Enabled investment, Minister Tweah cautioned, is the way forward. Left to neoclassical theories of incentive-compatibility and institutions, investments may not flow into Africa commensurate with the size of the continent’s development challenges. These Investment flows would have to be enabled by a combination of needed institutional reforms and other quasi-economic or diplomatic factors. “The situation may differ from one country to the next but the consensus is unmistakable that the next century in Africa is the century of Private Investment,” Minister Tweah stated.
Leading African and United States policy and business leaders participated in the African Leadership Magazine’s 5th US – Africa Investment Forum & Policy Dialogue 2020, a virtual meeting taking place from September 29th – 30th 2020, with the theme set as ‘US Africa Relations – A necessary Realignment’.
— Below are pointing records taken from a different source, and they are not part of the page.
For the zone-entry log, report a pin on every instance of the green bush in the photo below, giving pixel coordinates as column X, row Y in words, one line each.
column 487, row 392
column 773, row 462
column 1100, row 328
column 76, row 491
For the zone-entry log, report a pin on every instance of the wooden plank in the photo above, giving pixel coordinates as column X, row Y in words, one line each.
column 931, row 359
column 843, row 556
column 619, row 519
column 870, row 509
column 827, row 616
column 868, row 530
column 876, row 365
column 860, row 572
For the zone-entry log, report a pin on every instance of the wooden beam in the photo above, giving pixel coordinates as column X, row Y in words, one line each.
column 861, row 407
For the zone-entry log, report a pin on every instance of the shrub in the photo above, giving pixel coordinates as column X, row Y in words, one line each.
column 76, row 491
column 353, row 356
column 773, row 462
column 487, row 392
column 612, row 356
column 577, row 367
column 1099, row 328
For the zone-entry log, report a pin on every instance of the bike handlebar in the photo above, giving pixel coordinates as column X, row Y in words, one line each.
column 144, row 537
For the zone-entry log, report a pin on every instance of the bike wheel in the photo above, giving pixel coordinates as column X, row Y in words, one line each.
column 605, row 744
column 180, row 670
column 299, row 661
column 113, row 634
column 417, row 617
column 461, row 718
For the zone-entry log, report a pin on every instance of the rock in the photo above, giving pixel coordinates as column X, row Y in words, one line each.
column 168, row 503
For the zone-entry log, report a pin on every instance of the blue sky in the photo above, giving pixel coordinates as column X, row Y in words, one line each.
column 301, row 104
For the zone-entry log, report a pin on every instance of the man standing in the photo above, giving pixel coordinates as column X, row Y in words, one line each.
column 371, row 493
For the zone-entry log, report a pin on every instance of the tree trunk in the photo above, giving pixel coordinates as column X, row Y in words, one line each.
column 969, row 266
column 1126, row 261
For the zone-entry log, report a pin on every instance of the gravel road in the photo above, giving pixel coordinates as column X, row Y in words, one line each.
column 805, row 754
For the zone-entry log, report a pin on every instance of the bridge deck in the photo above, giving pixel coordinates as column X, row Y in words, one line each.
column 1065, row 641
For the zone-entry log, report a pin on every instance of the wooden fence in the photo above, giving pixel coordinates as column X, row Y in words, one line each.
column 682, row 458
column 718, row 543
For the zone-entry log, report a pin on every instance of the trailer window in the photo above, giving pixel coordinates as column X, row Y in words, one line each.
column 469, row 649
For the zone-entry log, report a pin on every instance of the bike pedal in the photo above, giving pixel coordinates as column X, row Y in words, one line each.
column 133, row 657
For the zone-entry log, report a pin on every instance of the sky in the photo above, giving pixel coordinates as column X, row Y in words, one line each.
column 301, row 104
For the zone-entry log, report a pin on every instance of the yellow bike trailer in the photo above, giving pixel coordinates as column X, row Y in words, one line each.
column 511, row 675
Keynote speakers were Swaziland’s Prime Minister (Eswatini) HE Rt. Hon. Ambrose Mandvulo Dlamini; Sierra Leone’s former President Ernest Bai Koroma and first US AFRICOM Commander, General William Kip Ward. Also, among those who spoke participated at the forum were Ahmed Shide, Ethiopian Minister of Finance; Hon. Samuel Tweah, Liberian Minister of Finance and Development Planning; Dr Ernest Addison, Governor of the Bank of Ghana; HE Lee Kinyanju, Kenyan Governor of Nakuru; and Mallam Mele Kyari, Group Managing Director of NNPC, among others.
The awards presentation was held on Day 2 of the forum, on 30 September 2020, where Minister Tweah was formally honored with the African Inspirational Leadership Award in Public Service, during the awards presentation ceremony and gave an acceptance speech during the event.